Pourquoi l’exercice physique empêche le cerveau de rétrécir

Il contribue à maintenir nos capacités cérébrales, notamment face aux conséquences du vieillissement.

C'est ce que montrent de nombreuses études scientifiques.
Lors du vieillissement, avec ou sans pathologies (maladie d’Alzheimer…), différents changements se produisent dans le cerveau :
- amincissement de la zone corticale (zones superficielles),
- perte de substance grise (corps des neurones) et de substance blanche (voies nerveuses, axones des neurones),
-augmentation du volume des ventricules (ensemble de cavités à l’intérieur du cerveau où circule le liquide céphalorachidien),
- diminution du nombre de neurones dans différentes zones, notamment l’hippocampe (important pour la mémoire, l’orientation dans l’espace, etc.).

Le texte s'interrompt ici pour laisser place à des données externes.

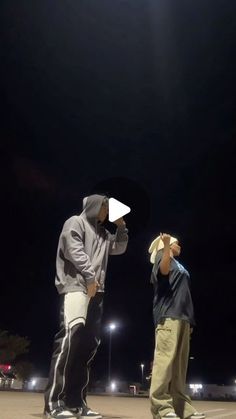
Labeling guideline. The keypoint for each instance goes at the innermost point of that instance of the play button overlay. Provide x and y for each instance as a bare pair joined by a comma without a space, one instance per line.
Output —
117,209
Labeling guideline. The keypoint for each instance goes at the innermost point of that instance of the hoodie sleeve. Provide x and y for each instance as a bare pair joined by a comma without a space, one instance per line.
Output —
118,241
74,251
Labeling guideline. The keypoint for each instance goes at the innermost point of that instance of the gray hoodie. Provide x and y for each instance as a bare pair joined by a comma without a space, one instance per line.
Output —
83,248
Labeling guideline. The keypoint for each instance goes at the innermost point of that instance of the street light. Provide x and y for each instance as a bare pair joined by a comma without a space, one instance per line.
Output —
111,327
142,367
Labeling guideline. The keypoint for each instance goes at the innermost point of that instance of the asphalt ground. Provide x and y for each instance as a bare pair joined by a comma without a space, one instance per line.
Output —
27,405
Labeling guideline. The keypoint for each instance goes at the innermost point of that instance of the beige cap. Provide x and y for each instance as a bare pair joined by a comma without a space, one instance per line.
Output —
157,245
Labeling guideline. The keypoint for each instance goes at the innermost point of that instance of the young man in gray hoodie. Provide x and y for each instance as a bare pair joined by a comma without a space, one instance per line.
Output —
81,263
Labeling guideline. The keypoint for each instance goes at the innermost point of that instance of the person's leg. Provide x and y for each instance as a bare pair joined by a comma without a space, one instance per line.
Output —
85,353
182,401
73,315
167,335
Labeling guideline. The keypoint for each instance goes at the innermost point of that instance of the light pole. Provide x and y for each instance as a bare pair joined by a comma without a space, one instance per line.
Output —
111,327
142,367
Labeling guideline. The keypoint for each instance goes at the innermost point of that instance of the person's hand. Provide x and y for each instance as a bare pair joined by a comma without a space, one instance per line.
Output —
92,289
119,222
165,238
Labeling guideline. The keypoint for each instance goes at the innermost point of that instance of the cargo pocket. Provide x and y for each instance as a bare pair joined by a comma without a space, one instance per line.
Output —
163,337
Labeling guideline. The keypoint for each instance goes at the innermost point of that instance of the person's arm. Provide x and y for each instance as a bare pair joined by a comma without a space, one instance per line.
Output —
119,240
166,259
75,253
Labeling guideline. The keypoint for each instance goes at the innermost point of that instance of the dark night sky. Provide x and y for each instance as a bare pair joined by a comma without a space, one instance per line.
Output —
134,98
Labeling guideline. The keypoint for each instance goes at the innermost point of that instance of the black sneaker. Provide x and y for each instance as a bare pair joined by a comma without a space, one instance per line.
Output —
60,413
89,413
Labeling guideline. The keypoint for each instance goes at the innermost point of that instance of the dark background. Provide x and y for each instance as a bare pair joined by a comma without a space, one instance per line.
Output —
136,99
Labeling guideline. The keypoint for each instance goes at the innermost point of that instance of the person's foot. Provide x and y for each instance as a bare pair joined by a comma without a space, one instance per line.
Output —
60,413
89,413
77,411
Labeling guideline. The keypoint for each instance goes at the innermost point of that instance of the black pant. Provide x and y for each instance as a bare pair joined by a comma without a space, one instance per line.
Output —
73,352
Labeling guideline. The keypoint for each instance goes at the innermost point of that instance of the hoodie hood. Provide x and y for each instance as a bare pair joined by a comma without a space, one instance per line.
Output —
91,207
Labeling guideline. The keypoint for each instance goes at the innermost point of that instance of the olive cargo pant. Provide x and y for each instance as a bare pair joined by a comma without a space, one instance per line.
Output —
167,392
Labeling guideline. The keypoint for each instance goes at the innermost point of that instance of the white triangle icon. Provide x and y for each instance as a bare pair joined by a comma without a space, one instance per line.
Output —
117,209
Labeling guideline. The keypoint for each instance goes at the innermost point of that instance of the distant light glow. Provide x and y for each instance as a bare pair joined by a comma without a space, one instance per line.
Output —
112,326
196,387
113,386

Les méthodes d'imagerie sont de plus en plus fiables. Elles ont montré que l'exercice physique améliore les capacités cognitives et augmente la taille de certaines zones du cerveau, notamment l’hippocampe. Il a été montré également une corrélation entre l'exercice physique et la quantité de substance grise dans le lobe temporal, sensible à la dégénérescence liée à l'âge.

Explication : en pratiquant un exercice physique, le corps doit faire face à une dépense énergétique qui génère un processus conduisant le cerveau à augmenter la capacité des neurones, établir de nouvelles connexions ou renforcer les connexions existantes. Par ailleurs, l'exercice physique augmente le flux sanguin et l’oxygénation, ce qui a un effet positif sur l'activité cérébrale. Il produit également des effets anti-inflammatoires permettant de réduire la maladie d'Alzheimer ou la démence sénile.

Les données scientifiques montrent donc que l’activité physique contribue à prévenir la dégénérescence du cerveau… Cela donne tout son sens à l’expression "mens sana in corpore sano", un esprit sain dans un corps sain.